For those who are single not by choice but by circumstance and have felt the earth-shattering depths of pain, I want you to know that it’s not in vain. In fact, you were given a mission to show the world what true strength is. Through my own struggles, I am now capable of embracing solitude without the ache of needing someone by my side, and though it’s a state of being that was once incredibly painful, it’s now a blessing.
I’ve learned that the erroneous belief that love is something to be attained by a certain age is the cause of so many chasing after the idea of love, for fear that being alone somehow makes us incomplete. It’s for this reason that so many find themselves disappointed and heartbroken years later, as they rushed to the finish line before truly understanding that love is not something we attain, but something we give.
We’re only ready for union when we’re whole within ourselves. We can’t unconditionally love another until we’ve learned to love ourselves first. Until we understand who we are, what we fear, and our insecurities and are able to proactively catch ourselves from sinking into the depths of self-pity, we enter every relationship with the expectation that it’s someone else’s responsibility to fix us. We become dependant on the attention of another to keep us happy, which ultimately leads to controlling behaviour. The truth is that the only person we have control over is ourselves, and when we learn to be our own cheerleader and are able to self-heal from the chaos that life throws at us, we build inner strength and emotional independence.
For the sake of our well-being and growth, we need to learn to nourish ourselves before we can nourish another. We have to be aware of our temperament so that we can bring calmness into a relationship. We have to learn patience, so that we can bring understanding. We have to know independence so that we don’t suffocate the people we love with our unreasonable expectations, and we have to heal our insecurities so that we don’t project our baggage. Unconditional love means loving another as they are, but with that comes self-accountability.

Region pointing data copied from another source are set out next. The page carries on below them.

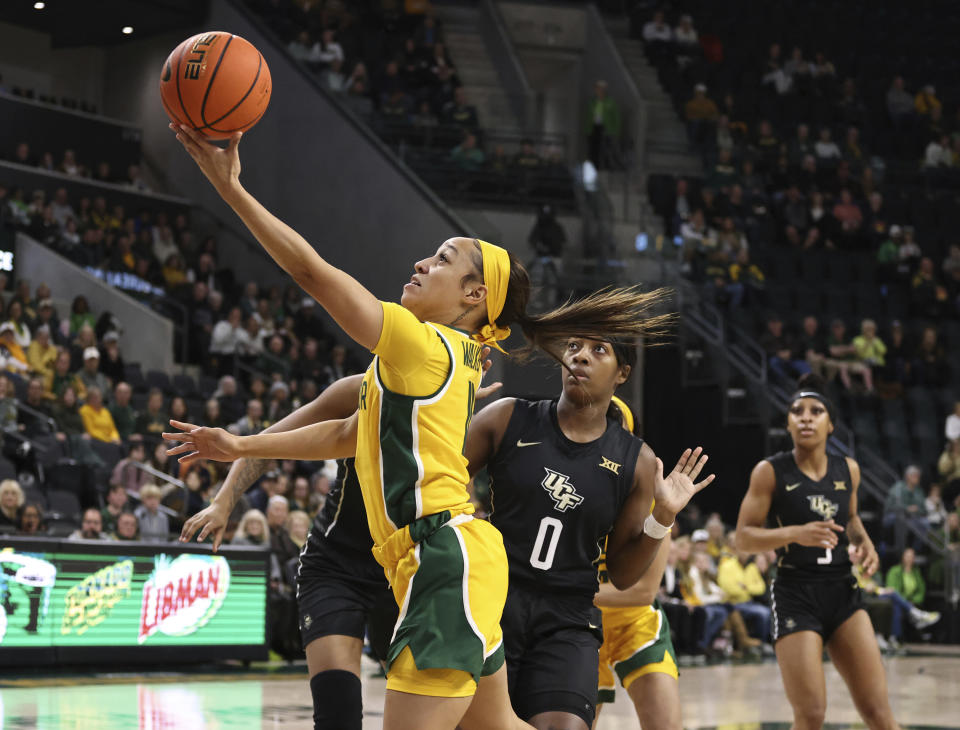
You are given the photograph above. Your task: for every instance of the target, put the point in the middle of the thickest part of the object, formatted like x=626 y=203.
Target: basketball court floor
x=924 y=691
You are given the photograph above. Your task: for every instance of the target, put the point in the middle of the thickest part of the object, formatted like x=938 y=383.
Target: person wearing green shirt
x=602 y=126
x=906 y=499
x=906 y=580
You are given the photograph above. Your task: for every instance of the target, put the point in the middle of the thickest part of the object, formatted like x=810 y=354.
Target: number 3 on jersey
x=554 y=527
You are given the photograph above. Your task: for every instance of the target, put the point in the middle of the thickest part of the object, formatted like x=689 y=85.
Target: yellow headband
x=496 y=276
x=625 y=412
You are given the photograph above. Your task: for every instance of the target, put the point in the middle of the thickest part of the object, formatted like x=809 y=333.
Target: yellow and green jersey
x=416 y=402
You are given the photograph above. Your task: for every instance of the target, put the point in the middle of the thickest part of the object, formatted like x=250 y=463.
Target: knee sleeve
x=337 y=703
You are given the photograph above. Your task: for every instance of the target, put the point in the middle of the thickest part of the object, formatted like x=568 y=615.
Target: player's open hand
x=865 y=555
x=672 y=492
x=819 y=534
x=221 y=165
x=210 y=520
x=200 y=442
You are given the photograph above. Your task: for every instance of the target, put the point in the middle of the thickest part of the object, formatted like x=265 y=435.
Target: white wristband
x=654 y=529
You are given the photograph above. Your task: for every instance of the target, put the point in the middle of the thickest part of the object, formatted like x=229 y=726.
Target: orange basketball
x=216 y=83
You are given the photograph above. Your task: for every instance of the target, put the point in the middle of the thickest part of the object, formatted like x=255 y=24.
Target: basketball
x=216 y=83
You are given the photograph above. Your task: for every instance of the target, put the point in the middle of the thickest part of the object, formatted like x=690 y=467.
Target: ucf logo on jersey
x=823 y=506
x=561 y=491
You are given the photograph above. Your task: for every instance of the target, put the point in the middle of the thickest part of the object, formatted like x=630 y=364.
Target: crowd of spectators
x=394 y=69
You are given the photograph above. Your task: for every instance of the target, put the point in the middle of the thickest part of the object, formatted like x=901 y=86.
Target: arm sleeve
x=413 y=358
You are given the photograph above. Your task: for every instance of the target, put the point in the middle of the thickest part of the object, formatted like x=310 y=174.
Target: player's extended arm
x=354 y=308
x=753 y=537
x=863 y=553
x=630 y=550
x=644 y=591
x=335 y=439
x=485 y=433
x=339 y=400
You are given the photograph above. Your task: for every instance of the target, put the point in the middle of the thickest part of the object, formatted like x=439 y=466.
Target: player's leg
x=800 y=656
x=656 y=697
x=854 y=651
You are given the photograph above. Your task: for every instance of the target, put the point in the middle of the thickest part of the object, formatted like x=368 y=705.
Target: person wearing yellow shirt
x=12 y=357
x=97 y=420
x=41 y=353
x=741 y=581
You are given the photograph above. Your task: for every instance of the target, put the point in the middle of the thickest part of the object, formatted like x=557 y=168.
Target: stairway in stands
x=666 y=150
x=477 y=73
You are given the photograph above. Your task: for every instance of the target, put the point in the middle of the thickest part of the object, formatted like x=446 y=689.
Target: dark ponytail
x=616 y=315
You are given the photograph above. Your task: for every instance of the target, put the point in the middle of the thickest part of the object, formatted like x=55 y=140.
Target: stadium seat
x=159 y=379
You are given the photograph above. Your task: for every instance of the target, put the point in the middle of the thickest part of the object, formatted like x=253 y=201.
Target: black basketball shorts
x=343 y=592
x=819 y=606
x=552 y=644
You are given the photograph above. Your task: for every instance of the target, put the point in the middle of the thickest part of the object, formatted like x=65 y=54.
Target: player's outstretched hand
x=221 y=165
x=487 y=390
x=819 y=534
x=676 y=489
x=201 y=442
x=865 y=555
x=210 y=520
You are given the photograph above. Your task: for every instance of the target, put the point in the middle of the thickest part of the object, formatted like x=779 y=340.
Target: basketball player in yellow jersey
x=636 y=639
x=449 y=571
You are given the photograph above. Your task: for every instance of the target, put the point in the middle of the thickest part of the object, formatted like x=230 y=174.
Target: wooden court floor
x=924 y=692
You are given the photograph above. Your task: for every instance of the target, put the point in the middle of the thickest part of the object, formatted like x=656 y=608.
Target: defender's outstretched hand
x=221 y=165
x=678 y=487
x=201 y=442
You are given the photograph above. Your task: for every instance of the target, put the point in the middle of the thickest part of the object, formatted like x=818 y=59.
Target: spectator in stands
x=952 y=425
x=126 y=474
x=97 y=419
x=869 y=348
x=90 y=375
x=280 y=543
x=91 y=527
x=231 y=405
x=844 y=355
x=926 y=100
x=338 y=367
x=782 y=356
x=298 y=526
x=700 y=113
x=742 y=583
x=253 y=530
x=906 y=500
x=34 y=415
x=85 y=340
x=900 y=104
x=31 y=521
x=61 y=378
x=42 y=354
x=938 y=155
x=12 y=357
x=929 y=365
x=124 y=417
x=8 y=406
x=127 y=528
x=116 y=504
x=154 y=524
x=153 y=420
x=657 y=38
x=11 y=500
x=936 y=510
x=252 y=422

Emotional independence is a survival skill—it’s the life jacket that keeps us from drowning. Until we are comfortable with our own presence, we’ll always itch for another distraction, person, or substance to numb the pain. When we find ourselves disappointed because of the actions of a potential partner toward us, we tend to blame ourselves or let hatred fester for the other person, but the piece of the puzzle that’s missing in this scenario is self-awareness. When we understand ourselves and the struggles we’ve been through, it makes it a lot easier to recognize the level of emotional intelligence in a potential partner. If someone appears to be inconsistent and emotionally immature, it’s our job to walk away instead of getting involved. It’s having the strength to recognize that what you deserve is worth the wait, as opposed to caving for the sake of not wanting to be alone.
I used to think that without a partner, I could never live peacefully, and I allowed that thought to control my emotions. It essentially consumed so much of me that I neglected other areas of my life. I was so infatuated with the idea of love that I failed to understand its true meaning. The heartache that shattered me several times was the very thing that helped put me back together and built me into a stronger person every time. Each pang of pain gave me deeper insight into my purpose and life in general. It allowed me to understand that it takes two whole people to form a union.
For those of us who have had to endure years of solitude, realize that the struggle is there for you to build the strength to walk through life on your own two feet. You were withheld from what you thought you wanted so that you could realize that all you needed was yourself. We all endure different forms of pain in life, so that we can come to understand the true meaning of love. And most importantly, for us to learn how to give it.